Skafloc sat tall and straight in the saddle. His broad shoulders were unbowed by the weight of his battle-worn byrnie or the huge dragon-hilted sword. His hair blew long and light and fair under his winged helm. His face, strong straight lines of it standing out in bone and muscle under the weather-darkened skin, was set in unbending mold. But his eyes, huge and deep blue in the gaunt worn countenance, were bright with suffering. God-like he might look – or demon-like – but the dreadful wounded longing burned from his eyes.
He was afraid. Death he could laugh at, but the resistless yearning which drew him forth shook his being with fear of opening old wounds.
An elf had spoken of seeing a woman who looked like Freda Ormsdaughter in the garth of Thorkel Erlendsson – a woman young and fair, with sorrow in her gray eyes, and great with child.
Skafloc rode into the rustling dark. He splashed over a murmurous b
rook, clear and icy cold, on which dead leaves floated seaward like little brown boats. He heard an owl hooting in the frosty twilight, and the dry voices of the trees whispered to him – but under it all was a great singing silence in which only his heart lived, fluttering in his ribbed breast like a caged bird.

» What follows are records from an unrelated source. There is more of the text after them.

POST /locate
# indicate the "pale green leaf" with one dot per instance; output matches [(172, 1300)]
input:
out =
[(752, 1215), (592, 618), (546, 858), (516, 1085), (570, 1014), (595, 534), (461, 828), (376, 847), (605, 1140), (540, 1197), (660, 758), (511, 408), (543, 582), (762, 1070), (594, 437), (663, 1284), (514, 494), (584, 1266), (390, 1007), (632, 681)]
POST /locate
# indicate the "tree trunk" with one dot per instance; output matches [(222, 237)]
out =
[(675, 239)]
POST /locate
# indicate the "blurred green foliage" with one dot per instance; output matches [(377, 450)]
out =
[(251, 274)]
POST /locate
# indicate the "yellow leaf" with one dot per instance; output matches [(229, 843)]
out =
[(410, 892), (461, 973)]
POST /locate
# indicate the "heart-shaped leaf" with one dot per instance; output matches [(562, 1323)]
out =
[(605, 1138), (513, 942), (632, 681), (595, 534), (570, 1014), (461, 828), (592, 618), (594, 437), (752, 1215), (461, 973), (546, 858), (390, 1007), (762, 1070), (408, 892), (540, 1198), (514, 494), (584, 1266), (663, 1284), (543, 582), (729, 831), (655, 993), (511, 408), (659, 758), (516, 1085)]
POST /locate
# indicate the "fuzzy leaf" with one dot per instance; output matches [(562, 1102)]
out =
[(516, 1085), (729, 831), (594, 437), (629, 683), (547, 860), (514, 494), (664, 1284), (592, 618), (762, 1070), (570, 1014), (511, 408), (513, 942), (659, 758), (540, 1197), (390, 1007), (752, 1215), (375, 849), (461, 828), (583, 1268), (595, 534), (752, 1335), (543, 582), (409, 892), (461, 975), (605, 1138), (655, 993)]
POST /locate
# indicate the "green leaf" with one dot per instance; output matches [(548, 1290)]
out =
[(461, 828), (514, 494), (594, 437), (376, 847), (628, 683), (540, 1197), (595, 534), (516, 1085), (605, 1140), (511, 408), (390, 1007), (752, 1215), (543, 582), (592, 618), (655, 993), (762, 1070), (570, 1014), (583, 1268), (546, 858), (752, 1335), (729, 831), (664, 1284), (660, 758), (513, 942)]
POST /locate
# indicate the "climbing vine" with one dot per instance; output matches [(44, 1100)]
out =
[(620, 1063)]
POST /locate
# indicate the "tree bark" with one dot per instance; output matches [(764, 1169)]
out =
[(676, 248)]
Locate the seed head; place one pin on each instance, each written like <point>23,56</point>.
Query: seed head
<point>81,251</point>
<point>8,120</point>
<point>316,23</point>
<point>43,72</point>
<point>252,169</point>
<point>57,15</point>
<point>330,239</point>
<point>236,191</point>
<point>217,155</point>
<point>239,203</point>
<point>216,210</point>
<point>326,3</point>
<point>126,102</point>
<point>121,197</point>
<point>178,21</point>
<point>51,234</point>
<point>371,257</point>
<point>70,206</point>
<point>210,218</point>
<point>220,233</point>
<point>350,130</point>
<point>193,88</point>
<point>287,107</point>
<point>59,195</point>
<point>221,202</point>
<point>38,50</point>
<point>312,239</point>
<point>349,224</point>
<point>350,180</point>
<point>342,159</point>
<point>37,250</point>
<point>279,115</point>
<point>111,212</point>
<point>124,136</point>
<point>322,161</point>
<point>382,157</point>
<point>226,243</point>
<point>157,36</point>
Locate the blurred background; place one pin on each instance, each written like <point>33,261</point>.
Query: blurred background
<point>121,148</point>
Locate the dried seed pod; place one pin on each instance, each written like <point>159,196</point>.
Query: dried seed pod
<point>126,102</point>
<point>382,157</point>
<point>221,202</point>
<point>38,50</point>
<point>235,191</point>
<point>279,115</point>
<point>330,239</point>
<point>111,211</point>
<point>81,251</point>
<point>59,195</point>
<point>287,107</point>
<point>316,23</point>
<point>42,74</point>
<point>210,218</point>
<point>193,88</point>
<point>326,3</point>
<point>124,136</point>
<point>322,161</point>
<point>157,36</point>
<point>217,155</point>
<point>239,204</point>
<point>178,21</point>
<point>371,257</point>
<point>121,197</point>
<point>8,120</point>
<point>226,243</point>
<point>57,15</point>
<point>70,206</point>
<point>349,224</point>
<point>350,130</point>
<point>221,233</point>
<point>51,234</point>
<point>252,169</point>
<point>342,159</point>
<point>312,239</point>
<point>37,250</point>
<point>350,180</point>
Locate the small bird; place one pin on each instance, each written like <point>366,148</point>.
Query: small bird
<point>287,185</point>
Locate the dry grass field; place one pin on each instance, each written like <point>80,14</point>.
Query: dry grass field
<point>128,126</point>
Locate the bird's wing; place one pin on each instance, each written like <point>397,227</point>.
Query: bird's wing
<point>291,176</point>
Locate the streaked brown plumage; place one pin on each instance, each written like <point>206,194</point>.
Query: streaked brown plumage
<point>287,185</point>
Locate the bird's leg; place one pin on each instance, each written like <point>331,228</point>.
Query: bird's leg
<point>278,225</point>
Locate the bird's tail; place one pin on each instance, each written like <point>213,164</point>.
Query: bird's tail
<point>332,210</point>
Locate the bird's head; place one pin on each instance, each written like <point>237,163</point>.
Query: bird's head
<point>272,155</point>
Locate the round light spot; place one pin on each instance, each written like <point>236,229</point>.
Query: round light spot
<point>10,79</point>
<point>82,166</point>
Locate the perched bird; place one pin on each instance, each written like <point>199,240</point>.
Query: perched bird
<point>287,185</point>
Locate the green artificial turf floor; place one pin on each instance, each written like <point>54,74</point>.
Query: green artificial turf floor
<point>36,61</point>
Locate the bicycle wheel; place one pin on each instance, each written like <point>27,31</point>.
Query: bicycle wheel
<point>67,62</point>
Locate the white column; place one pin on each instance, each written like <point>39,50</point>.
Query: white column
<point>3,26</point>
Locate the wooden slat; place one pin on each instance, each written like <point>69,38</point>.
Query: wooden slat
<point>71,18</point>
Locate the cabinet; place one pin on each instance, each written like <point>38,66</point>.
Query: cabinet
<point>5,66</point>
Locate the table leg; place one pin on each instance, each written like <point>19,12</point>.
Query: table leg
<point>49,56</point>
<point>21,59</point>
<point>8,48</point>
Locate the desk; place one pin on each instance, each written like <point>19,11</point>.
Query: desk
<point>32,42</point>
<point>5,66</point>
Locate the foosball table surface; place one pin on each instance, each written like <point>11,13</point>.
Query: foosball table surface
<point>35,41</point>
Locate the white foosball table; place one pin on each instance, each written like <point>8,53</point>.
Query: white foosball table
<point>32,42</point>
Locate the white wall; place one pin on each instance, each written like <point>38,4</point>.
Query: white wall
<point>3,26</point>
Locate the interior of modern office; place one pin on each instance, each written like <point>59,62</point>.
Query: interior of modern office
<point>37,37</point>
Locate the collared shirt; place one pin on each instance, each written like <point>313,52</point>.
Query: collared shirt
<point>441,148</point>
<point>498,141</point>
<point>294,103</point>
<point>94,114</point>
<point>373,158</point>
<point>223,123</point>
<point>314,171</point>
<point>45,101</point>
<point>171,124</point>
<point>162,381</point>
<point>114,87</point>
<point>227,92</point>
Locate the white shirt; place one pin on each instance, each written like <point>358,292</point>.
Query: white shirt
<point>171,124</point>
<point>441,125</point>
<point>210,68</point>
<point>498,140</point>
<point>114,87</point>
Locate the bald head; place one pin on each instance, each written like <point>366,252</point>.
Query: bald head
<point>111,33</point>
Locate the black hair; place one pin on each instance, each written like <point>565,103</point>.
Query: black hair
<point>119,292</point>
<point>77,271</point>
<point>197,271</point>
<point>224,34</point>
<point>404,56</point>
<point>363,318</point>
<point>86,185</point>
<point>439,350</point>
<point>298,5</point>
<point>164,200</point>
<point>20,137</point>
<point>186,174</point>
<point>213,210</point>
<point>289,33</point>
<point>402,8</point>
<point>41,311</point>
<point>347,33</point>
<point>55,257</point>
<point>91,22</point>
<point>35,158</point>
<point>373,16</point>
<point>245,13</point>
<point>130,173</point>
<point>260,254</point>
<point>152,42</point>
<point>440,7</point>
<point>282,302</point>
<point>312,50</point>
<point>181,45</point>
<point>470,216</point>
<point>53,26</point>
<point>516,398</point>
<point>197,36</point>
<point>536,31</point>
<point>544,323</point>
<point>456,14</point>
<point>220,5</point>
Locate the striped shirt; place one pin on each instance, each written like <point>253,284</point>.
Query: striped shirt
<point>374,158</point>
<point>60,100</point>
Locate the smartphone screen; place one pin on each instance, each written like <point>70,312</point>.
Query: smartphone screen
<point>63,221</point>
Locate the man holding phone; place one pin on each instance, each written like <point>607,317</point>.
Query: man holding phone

O Freda, Freda, are you really so near?
The first stars began to twinkle out as Skafloc rode into Thorkel’s yard. It was dark save for the house, where firelight glowed from under the door.
He dismounted. His knees wavered, and it took a surge of will for him to walk over to the house. He tried the door, and it was not latched.
Audun’s eyes were warmer than the merry leaping flames as he came into the room where Freda sat alone. ‘All others are asleep,’ he said. ‘We can be together.’
He sat down on the bench beside her. ‘Scarce can I believe it,’ he breathed. ‘Any day now, my father comes home and we can be wed.’
Freda smiled. The light sheened ruddily from her long braided hair. ‘First I must have my child,’ she said, ‘but that time is also nigh.’
Her eyes were grave on his. ‘And have you in truth naught against me for that – or against him?’ she asked, slowly and softly.
‘How could I?’ replied Audun. ‘It is your child, dearest of all, that is enough. It will be like my own.’
He drew her into his arms.
The door opened and the night wind blew in. Freda saw the tall form standing redly limned against the dark. She could not speak, but she shrank against the wall with something like horror whitening her face.
‘Freda,’ croaked Skafloc above the hiss and crackle of the fire. ‘Freda.’
She stood slowly up, leaning against the wall behind her. There seemed to be an iron band around her throat, choking off her breath.
Like a sleepwalker, Skafloc came toward her. And she took a slow step toward him, and another. The old hunger filled their eyes – he lived, she lived, they were together again.